Children use fine and gross motor skills in their play. They react to each other socially. They think about what they are doing or going to do. They use language to talk to each other or to themselves and they very often respond emotionally to the play activity. The integration of these different types of behaviors is key to the cognitive development of young children. According to Rogers and Sawyer (1988), "until at least the age of nine, children's cognitive structures function best in this unified mode" (p. 58). Because children's play draws upon all of these behaviors, it is a very effective vehicle for learning.

Play and Cognitive Development
The relationship between play and cognitive development is described differently in the two theories of cognitive development which dominate early childhood education-Piaget's and Vygotsky's.

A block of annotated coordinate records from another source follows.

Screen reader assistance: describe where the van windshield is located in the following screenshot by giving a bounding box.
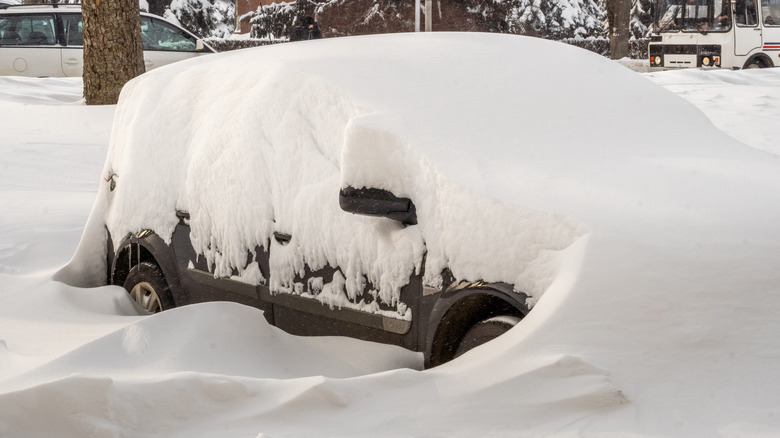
[653,0,731,33]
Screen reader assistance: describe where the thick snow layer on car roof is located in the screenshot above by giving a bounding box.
[62,34,780,318]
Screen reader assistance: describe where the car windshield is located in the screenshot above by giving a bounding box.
[653,0,731,33]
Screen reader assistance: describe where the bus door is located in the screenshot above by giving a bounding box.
[734,0,762,56]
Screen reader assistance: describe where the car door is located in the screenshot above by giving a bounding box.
[141,15,211,71]
[61,14,84,77]
[0,13,63,77]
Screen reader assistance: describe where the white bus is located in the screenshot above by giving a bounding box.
[649,0,780,70]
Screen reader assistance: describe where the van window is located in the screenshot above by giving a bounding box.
[141,17,197,52]
[62,14,84,46]
[0,14,57,46]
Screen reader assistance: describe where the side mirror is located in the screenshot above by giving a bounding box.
[339,187,417,225]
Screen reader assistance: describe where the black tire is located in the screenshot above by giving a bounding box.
[455,316,520,357]
[742,57,772,70]
[124,262,176,313]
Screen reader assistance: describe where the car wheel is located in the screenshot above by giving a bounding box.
[743,58,771,70]
[124,262,175,313]
[455,315,520,357]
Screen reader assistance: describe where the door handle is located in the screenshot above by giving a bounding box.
[274,232,292,246]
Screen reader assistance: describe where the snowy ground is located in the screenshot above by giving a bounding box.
[0,46,780,437]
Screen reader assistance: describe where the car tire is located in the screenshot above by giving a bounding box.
[742,56,772,70]
[124,262,175,313]
[455,315,520,357]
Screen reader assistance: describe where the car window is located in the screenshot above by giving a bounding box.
[141,17,197,52]
[0,14,57,46]
[62,14,84,46]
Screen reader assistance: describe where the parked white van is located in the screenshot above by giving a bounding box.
[0,5,214,77]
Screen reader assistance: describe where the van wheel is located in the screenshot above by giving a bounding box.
[124,262,175,313]
[455,315,520,357]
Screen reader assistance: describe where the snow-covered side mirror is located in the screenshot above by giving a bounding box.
[339,187,417,225]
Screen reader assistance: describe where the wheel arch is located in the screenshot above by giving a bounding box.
[425,282,529,368]
[108,230,186,305]
[742,53,775,70]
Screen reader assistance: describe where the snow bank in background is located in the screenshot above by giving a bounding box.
[0,43,780,438]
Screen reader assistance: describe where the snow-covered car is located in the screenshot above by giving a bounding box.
[67,33,780,366]
[0,5,214,77]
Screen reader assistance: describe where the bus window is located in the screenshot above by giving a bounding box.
[761,0,780,26]
[734,0,758,26]
[654,0,736,33]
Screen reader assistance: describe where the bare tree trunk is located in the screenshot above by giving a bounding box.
[607,0,631,59]
[81,0,146,105]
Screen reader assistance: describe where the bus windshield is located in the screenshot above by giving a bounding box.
[653,0,731,33]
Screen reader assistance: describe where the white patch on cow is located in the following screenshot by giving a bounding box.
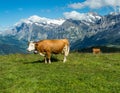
[27,42,35,51]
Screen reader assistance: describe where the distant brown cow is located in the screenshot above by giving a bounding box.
[27,39,69,63]
[93,48,101,54]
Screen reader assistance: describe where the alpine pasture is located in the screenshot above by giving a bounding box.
[0,52,120,93]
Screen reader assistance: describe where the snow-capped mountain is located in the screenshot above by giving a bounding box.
[0,13,120,54]
[15,15,65,26]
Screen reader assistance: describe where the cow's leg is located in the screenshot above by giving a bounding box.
[47,52,51,64]
[45,56,47,64]
[63,45,69,63]
[63,55,66,63]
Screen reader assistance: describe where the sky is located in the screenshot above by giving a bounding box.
[0,0,120,29]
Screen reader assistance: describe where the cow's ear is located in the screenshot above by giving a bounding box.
[35,43,38,47]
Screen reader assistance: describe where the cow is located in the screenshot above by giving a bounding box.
[92,48,101,54]
[27,39,70,63]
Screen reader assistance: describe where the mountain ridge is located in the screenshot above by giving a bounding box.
[0,13,120,54]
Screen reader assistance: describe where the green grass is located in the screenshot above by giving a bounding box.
[0,53,120,93]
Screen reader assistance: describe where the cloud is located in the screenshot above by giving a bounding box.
[63,11,81,20]
[18,8,23,11]
[68,0,120,9]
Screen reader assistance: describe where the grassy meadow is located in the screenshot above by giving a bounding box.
[0,52,120,93]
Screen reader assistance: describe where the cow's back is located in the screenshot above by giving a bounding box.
[36,39,69,54]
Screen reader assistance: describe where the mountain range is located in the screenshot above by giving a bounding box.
[0,12,120,54]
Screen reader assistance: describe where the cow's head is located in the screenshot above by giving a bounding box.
[27,41,35,52]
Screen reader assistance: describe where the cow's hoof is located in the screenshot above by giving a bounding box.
[34,50,38,54]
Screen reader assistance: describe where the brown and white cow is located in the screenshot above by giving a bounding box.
[27,39,69,63]
[93,48,101,54]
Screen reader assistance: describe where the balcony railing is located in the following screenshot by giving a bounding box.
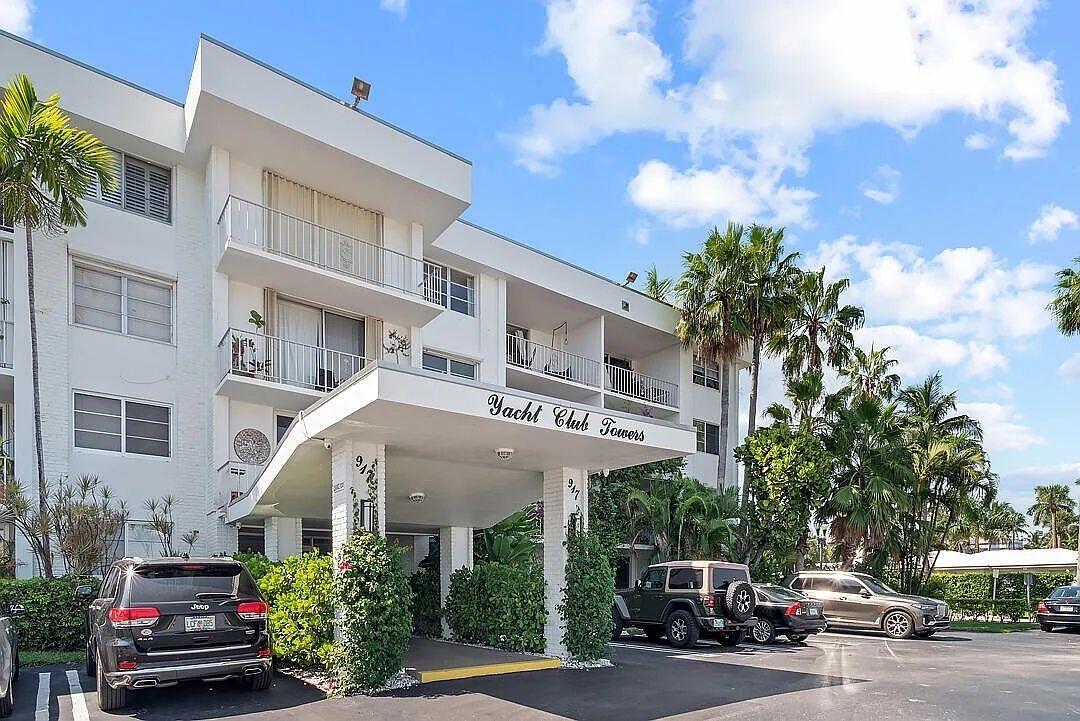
[217,195,431,300]
[217,328,370,391]
[604,363,678,408]
[507,334,600,389]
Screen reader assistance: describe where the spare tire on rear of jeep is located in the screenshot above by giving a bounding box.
[724,581,757,623]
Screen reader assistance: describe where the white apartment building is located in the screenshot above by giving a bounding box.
[0,35,739,650]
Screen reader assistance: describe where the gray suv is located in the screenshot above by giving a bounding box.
[783,571,949,638]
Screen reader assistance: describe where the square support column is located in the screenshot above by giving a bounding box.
[330,438,387,556]
[262,516,302,561]
[438,526,473,637]
[543,468,589,657]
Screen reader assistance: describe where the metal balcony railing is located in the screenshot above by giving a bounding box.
[217,195,430,300]
[217,328,370,391]
[507,334,600,389]
[604,363,678,408]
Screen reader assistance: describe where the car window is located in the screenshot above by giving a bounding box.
[642,569,664,590]
[667,569,705,590]
[126,563,258,603]
[713,568,750,589]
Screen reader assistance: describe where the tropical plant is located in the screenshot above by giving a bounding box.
[769,268,864,377]
[675,223,751,486]
[0,74,116,577]
[1047,256,1080,336]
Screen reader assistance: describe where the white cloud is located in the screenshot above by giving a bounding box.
[1057,353,1080,383]
[0,0,37,38]
[511,0,1068,225]
[1027,203,1080,243]
[379,0,408,17]
[957,403,1047,455]
[859,165,900,205]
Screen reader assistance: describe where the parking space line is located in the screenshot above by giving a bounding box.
[33,674,53,721]
[67,669,90,721]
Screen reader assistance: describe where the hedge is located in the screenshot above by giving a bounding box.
[443,561,544,653]
[0,576,102,651]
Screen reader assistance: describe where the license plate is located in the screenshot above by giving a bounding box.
[184,616,217,631]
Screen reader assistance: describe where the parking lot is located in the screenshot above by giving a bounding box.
[12,631,1080,721]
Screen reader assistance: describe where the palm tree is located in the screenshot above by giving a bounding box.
[1047,256,1080,336]
[741,226,799,440]
[1027,484,1076,548]
[0,74,116,576]
[769,268,864,376]
[645,264,675,303]
[675,223,750,487]
[839,345,901,400]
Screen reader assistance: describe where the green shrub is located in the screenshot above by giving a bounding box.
[258,550,335,668]
[408,569,443,638]
[557,523,615,662]
[444,561,548,653]
[334,532,413,693]
[0,576,100,651]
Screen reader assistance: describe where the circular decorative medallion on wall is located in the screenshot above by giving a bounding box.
[232,428,270,465]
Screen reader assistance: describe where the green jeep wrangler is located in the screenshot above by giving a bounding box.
[611,561,757,649]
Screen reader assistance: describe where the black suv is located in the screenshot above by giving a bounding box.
[611,561,757,649]
[76,558,273,711]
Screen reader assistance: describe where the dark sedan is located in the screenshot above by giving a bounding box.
[750,583,827,643]
[1035,585,1080,631]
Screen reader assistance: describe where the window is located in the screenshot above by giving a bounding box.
[667,569,704,590]
[90,150,173,222]
[693,353,720,389]
[75,393,171,458]
[71,263,173,343]
[693,419,720,455]
[423,351,476,381]
[423,261,476,315]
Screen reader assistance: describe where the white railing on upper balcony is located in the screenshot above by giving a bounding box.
[217,328,370,391]
[604,363,678,408]
[507,334,600,389]
[217,195,426,298]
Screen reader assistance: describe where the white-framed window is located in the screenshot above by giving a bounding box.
[423,260,476,315]
[89,148,173,222]
[693,418,720,455]
[693,353,720,389]
[72,391,172,458]
[71,261,176,343]
[423,351,476,381]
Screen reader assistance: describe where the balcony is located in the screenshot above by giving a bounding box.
[217,196,443,326]
[507,334,600,400]
[217,328,373,410]
[604,363,678,414]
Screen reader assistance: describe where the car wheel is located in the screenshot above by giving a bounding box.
[750,618,777,643]
[667,611,699,649]
[881,611,915,638]
[94,658,127,711]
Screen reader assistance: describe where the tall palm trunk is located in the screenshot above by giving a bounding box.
[24,218,53,579]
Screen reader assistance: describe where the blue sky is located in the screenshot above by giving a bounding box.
[12,0,1080,508]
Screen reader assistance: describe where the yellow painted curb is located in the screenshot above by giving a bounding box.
[416,658,561,683]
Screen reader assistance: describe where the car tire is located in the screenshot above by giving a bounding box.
[724,581,757,624]
[750,618,777,644]
[667,610,700,649]
[94,658,127,711]
[881,611,915,639]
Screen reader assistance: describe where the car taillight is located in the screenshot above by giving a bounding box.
[109,607,161,628]
[237,601,269,621]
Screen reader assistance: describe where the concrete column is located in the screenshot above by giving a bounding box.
[543,468,589,657]
[438,526,473,637]
[330,438,387,556]
[262,517,301,561]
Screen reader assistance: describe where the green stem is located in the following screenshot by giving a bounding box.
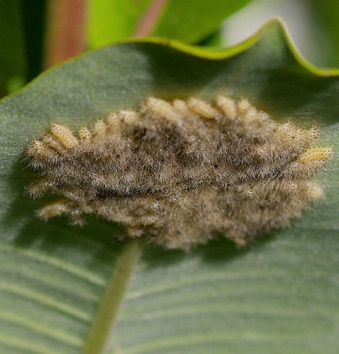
[83,240,142,354]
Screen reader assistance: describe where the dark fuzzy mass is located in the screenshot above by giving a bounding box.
[28,96,331,249]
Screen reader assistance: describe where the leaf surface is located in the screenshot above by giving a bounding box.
[0,21,339,354]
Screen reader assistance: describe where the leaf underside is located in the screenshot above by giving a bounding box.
[0,22,339,354]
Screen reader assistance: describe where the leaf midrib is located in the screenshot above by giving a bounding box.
[83,240,142,354]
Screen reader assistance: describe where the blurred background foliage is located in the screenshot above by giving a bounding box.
[0,0,339,97]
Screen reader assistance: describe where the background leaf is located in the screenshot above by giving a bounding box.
[0,0,25,97]
[0,22,339,354]
[88,0,251,48]
[152,0,251,43]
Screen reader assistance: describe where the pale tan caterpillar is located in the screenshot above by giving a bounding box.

Piaget (1962) defined play as assimilation, or the child's efforts to make environmental stimuli match his or her own concepts. Piagetian theory holds that play, in and of itself, does not necessarily result in the formation of new cognitive structures. Piaget claimed that play was just for pleasure, and while it allowed children to practice things they had previously learned, it did not necessarily result in the learning of new things. In other words, play reflects what the child has already learned but does necessarily teach the child anything new. In this view, play is seen as a "process reflective of emerging symbolic development, but contributing little to it" (Johnsen & Christie, 1986, p. 51).